A fibroscan is a quick and easy, non-invasive test used to identify the presence of fat and inflammation or scarring in the liver. Liver specific blood tests can be used to calculate scores to predict liver dysfunction. These tests, coupled with a comprehensive health history and physical assessment can make a diagnosis of liver disease and cirrhosis, prompting a surveillance protocol for liver cancer.
Viral Hepatitis
Strategies to tackle viral hepatitis associated HCC include vaccination against HBV. Universal vaccination programmes for newborn babies in Asia are associated with significant decreases in HCC incidence there. In Ireland, the HBV vaccine is now given to children as part of the 6 in 1 vaccine at 2, 4 and 6 months of age.

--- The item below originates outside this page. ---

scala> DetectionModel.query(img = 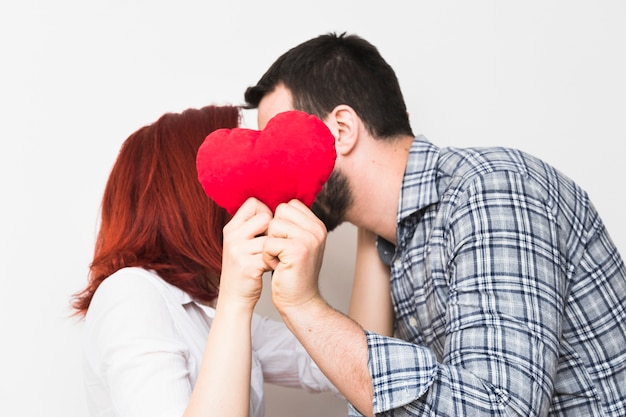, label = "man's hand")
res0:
[263,200,327,313]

Additional strategies involve antiviral therapy for those with HBV and hepatitis C virus (HCV). Treatment for HBV will keep the virus under control. New treatments for HCV can eradicate the virus altogether. Both treatments aim to prevent the development of significant fibrosis or cirrhosis in the liver. Antiviral therapies have shown to significantly reduce HCC risk. However, patients who have already developed cirrhosis will have a persistent risk for HCC development.
Non-alcoholic fatty liver disease (NAFLD)
The Health Service Executive (HSE) recently reported that Ireland has one of the highest levels of obesity in Europe.8 Obesity is linked with many chronic illnesses including NAFLD and liver cirrhosis. It is associated with a 1.5 – 4.5 times higher risk of HCC, contributing to nearly 10% of all HCC incidence worldwide. NAFLD is currently the fastest growing cause of HCC in liver transplant candidates and is the leading cause of HCC in the absence of liver cirrhosis.4
Weight loss and increased physical activity improves outcomes for patients with NAFLD, reducing the progression to cirrhosis.
Alcohol
Alcohol Action Ireland and the UCC School of Public Health attribute the number 1 cause of alcohol related deaths in Ireland to liver cancer and liver cirrhosis. The International Agency for Research on Cancer classify alcohol as a group 1 carcinogen. There is a proven link between alcohol and several types of cancer. While it is important to note that there is no safe level of alcohol consumption, low risk drinking guidelines are available recommending less than 11 standard drinks per week for women and 17 standard drinks per week for men. It is hoped that the Public Health (Alcohol) Act 2018 will help to reduce alcohol use and subsequent harms in Ireland.
Smoking
Smoking is associated with risk for many cancers, but specifically a 20%-86% increased risk for HCC.4 Quitting smoking can return this risk almost to baseline after 30 years of cessation. The HSE provide resources and programmes to assist in smoking cessation.
Surveillance
Once a diagnosis of liver cirrhosis has been made or a patient has chronic HBV in the absence of cirrhosis, regular surveillance for primary liver cancer is recommended the world over, in the form of an ultrasound liver every 6 months, to assess for the development of primary liver cancer.4, 5 Although the evidence is not strong for the use of tumour markers as part of the surveillance protocol, the measurement of alphafetoprotein (AFP) level in blood may assist in early detection of primary liver cancer.
Conclusion
Primary liver cancer rates are increasing in Ireland. HCC is the most common type of primary liver cancer and usually occurs on a background of liver cirrhosis. Surveillance for HCC should be offered to all patients who qualify for it. A specialist MDT should provide recommendations for management of anyone diagnosed with liver cancer. However, prevention is better than cure! Steps need to be taken in at risk groups to prevent the development of significant liver fibrosis, cirrhosis and primary liver cancer. If you would like any further information, the Irish Liver Foundation (www.liverfoundation. ie) and the Irish Cancer Society (www.cancer.ie) have excellent information pages dedicated to primary liver cancer.